Efektem tego zajścia było wezwanie policji. Uporała się ona sprawnie z osobnikiem, którego nie mam szacunku nazwać sanoczaninem. Co do samej policji i interwencji funkcjonariuszy to należy się im pochwała zarówno za zatrzymanie "chama" jak również za ich stosunek do osób wzywających interwencji.

Pewien niedosyt pozostawia czas jaki przyszło czekać na interwencje, a który przebiegał w atmosferze krzyków i przekleństw wydobywających się z gęby autora incydentu. Dziwi fakt że brak było w pobliżu patroli Straży Miejskiej. Bądź co bądź rozpoczynała się impreza masowa i moim skromnym zdaniem powinna być ona pod wzmożoną uwagą służb porządkowych. Przy czym zaznaczam że nie mam pretensji do ich funkcjonowania.

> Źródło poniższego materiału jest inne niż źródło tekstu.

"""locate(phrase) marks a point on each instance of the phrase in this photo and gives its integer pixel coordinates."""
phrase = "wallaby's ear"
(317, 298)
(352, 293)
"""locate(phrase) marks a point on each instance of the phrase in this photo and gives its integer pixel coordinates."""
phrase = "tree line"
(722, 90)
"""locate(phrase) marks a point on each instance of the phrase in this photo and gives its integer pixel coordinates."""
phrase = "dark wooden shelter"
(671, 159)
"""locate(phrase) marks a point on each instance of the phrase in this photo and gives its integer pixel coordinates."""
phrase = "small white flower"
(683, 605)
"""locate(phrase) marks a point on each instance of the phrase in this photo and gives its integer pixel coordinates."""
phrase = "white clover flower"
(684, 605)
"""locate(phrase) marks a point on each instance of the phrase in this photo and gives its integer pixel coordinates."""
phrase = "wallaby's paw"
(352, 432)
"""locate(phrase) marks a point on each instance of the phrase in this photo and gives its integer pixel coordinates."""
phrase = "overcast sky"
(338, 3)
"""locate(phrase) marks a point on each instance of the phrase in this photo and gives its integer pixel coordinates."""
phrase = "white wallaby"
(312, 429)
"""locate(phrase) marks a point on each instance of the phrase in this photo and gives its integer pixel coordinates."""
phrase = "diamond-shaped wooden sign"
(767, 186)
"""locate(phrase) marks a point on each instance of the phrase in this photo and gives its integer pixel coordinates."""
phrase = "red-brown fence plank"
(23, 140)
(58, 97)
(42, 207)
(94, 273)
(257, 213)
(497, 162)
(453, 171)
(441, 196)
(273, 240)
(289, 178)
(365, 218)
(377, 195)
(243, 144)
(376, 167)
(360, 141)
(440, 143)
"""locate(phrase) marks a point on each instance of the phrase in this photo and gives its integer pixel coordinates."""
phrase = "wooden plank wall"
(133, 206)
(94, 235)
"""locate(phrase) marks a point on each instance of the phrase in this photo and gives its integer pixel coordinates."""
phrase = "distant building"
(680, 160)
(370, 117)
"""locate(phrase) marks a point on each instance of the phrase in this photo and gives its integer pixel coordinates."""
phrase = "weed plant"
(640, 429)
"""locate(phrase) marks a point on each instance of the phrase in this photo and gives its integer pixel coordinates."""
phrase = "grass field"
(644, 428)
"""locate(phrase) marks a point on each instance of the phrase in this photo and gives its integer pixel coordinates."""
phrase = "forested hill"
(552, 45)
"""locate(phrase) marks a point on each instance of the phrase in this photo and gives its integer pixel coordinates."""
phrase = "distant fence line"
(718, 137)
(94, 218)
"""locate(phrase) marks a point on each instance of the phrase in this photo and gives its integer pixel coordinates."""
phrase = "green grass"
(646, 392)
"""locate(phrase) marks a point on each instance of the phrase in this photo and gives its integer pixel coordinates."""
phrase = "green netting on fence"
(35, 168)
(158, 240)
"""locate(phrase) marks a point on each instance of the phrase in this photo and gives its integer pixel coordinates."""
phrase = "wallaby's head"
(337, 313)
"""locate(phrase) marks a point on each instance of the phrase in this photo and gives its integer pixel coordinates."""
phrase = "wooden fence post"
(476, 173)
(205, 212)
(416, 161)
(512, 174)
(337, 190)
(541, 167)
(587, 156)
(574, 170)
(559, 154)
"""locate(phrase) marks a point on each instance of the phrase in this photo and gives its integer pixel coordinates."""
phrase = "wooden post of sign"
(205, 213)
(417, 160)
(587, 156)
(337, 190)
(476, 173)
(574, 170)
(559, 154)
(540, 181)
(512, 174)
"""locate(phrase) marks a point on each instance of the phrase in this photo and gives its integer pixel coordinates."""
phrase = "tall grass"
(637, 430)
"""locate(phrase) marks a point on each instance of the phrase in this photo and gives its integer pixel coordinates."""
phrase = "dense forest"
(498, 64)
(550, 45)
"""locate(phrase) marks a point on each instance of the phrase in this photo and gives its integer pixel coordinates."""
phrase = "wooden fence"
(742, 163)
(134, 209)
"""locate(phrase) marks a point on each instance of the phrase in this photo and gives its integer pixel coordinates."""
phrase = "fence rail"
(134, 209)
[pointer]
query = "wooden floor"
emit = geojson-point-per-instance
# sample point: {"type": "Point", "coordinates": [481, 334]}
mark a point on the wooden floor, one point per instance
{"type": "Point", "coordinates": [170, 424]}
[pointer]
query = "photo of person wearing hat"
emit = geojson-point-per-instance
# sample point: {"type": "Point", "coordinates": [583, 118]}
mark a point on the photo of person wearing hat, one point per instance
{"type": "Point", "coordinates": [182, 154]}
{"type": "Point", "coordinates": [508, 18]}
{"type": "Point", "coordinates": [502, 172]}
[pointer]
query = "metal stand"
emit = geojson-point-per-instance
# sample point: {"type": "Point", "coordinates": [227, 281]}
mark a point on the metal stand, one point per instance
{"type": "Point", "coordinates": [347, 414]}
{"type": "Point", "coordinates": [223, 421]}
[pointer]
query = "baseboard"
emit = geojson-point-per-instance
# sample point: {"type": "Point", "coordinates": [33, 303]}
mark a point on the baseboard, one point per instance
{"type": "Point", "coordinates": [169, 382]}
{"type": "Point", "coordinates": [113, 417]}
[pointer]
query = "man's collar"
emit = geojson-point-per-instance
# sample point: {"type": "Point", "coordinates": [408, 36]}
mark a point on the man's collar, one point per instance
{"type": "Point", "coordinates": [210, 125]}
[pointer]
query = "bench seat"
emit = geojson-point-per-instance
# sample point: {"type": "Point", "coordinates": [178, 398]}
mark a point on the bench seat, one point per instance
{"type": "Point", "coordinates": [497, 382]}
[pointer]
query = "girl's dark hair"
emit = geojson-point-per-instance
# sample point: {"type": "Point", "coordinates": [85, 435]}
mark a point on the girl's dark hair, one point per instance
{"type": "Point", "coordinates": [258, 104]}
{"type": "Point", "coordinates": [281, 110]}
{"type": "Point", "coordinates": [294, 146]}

Po odwiezieniu przez policję "krzykacza" z rynku pozostało po nim tylko niemiłe wspomnienie. Pytanie tylko kiedy znowu zmiesza kogoś z błotem? Jak długo Ja, Sanoczanin będę zmuszony znosić go w miejscach publicznych do których powinien mieć ograniczony dostęp. Fakt że nie jest on agresywny w sensie cielesnym i jeszcze nikogo nie uderzył nie oznacza że nie stanowi zagrożenia, chociażby dla kultury i dobrych obyczajów jakie panują wśród sanockiego społeczeństwa. W dobie gdzie za powiedzenie głośniej ku*** mać trzeba się liczyć z mandatem w wysokości kilkuset złotych takie występki powinny być surowo egzekwowane prawnie. Myślę że jest to nie tylko moja opinia i Ty drogi czytelniku zapewne zgodzisz się ze mną. Albo i nie.... Ocenę, po obejrzeniu nagrania pozostawiam Tobie.
5 komentarze:
slyszalem o nim, podobno nawet rozruby w kosciela potrafi zrobic
za jaja bym go powiesil
Ja osobiście miałam z nim kilka nieprzyjemnych zajść i powiem szczerze że nie cierpię tego człowieka.
gość jest chory! powinni go zamknąć na jakieś leczenie... na razie jest jeszcze nie groźny, ale rzucanie szklaną butelką to już nie przelewki (butelka jest nawet widoczna na jednym ze zdjęć), w ogródku były dzieci.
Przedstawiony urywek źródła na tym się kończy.